Carrier injection and related phenomena in molecular crystals. Experimental study of proton injection in hydrogen-bonded organic solids
Abstract
The conductivities of single crystals and compressed samples of isocytosine, pentaerythritol, tetrolic acid and cetyl alcohol, all of which, on the basis of their structural properties, are likely to be protonic semi-conductors, have been measured under a wide range of conditions including inter alia variations in field strength, crystallographic direction, crystal thickness and ambient gas. The bulk conductivity of ultra-dry isocytosine is extremely low even at high temperatures: at 473 K σ[010] is 5.6 × 10–14 and σ[001] less than 8.3 × 10–14 ohm–1 cm–1. The surface conductivity of the ultra-dry solid is, however, significant; for compressed discs the measured conductivity at 473 K is ca. 10–11 ohm–1 cm–1, and there is a reproducible activation energy for conduction of 1.40±0.04 eV. In the presence of water vapour, the conductivity of isocytosine increases markedly, non-ohmic effects being evident and there are strong indications of protonic conductivity.

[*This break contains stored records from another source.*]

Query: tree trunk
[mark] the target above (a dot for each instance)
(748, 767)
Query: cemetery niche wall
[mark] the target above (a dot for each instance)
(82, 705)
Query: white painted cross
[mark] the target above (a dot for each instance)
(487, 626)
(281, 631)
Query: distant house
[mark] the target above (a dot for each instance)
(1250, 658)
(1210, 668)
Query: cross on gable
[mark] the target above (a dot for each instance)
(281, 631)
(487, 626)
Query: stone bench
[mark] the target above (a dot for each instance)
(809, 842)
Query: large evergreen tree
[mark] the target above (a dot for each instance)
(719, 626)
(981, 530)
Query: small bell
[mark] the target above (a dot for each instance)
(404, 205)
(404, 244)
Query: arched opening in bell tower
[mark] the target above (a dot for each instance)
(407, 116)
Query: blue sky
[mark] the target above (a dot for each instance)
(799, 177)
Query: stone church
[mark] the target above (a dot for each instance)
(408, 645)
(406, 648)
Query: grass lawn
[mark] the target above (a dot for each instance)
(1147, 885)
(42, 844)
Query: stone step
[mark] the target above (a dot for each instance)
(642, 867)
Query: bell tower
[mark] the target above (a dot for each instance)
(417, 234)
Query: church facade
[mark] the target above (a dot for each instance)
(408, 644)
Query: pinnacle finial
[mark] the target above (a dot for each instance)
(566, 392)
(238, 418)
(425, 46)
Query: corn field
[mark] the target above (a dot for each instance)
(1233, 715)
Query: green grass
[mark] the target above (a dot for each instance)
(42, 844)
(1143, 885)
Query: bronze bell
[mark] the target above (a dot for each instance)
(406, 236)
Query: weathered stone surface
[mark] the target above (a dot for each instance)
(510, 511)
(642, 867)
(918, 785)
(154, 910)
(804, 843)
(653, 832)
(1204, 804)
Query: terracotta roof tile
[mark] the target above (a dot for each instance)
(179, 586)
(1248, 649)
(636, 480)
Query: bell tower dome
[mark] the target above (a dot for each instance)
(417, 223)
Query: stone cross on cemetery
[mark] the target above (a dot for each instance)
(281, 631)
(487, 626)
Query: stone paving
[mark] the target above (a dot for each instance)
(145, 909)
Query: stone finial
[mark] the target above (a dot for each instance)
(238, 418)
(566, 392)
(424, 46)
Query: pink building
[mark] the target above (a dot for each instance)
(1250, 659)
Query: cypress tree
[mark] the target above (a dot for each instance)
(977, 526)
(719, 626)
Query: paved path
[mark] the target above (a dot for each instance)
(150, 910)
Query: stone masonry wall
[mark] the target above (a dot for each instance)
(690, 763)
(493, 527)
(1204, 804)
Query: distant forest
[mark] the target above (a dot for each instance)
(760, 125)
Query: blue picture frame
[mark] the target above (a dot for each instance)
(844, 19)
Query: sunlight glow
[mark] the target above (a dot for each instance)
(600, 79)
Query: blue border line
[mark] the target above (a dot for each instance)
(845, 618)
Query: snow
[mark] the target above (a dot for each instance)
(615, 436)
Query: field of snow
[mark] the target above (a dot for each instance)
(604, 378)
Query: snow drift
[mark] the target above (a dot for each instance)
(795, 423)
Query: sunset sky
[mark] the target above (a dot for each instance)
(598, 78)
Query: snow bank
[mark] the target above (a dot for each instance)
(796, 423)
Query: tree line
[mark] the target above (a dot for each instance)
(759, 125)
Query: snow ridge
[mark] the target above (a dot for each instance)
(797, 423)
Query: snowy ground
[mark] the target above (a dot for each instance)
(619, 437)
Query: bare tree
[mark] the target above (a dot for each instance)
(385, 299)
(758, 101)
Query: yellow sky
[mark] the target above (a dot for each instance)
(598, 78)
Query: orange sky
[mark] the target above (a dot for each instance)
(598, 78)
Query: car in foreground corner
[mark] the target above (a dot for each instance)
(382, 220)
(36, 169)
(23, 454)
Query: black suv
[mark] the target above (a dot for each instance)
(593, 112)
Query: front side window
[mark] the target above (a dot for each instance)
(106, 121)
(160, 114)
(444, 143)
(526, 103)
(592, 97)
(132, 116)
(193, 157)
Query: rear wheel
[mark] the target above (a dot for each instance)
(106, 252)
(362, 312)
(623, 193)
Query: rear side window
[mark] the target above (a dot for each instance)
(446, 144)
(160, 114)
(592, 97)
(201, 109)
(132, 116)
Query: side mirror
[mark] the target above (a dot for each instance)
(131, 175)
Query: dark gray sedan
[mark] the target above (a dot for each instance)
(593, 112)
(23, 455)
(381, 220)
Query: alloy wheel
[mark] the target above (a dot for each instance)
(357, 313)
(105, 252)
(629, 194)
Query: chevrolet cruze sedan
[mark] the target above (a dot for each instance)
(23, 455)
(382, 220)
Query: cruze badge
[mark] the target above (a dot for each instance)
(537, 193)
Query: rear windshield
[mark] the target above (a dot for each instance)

Pentaerythritol, which displays anisotropy as between (101) and (001) faces in its surface conductivity, does not appear to be a protonic conductor even in the vicinity of its first-order transition temperature. Tetrolic acid shows no signs of protonic migration, and neither does cetyl alcohol at room temperature. The conductivity of cetyl alcohol rises sharply (a thousand-fold increase over a few degrees range) beyond 312 K, when rotation within the (001) sheets of hydroxyl group occurs, and the process is almost certainly protonic.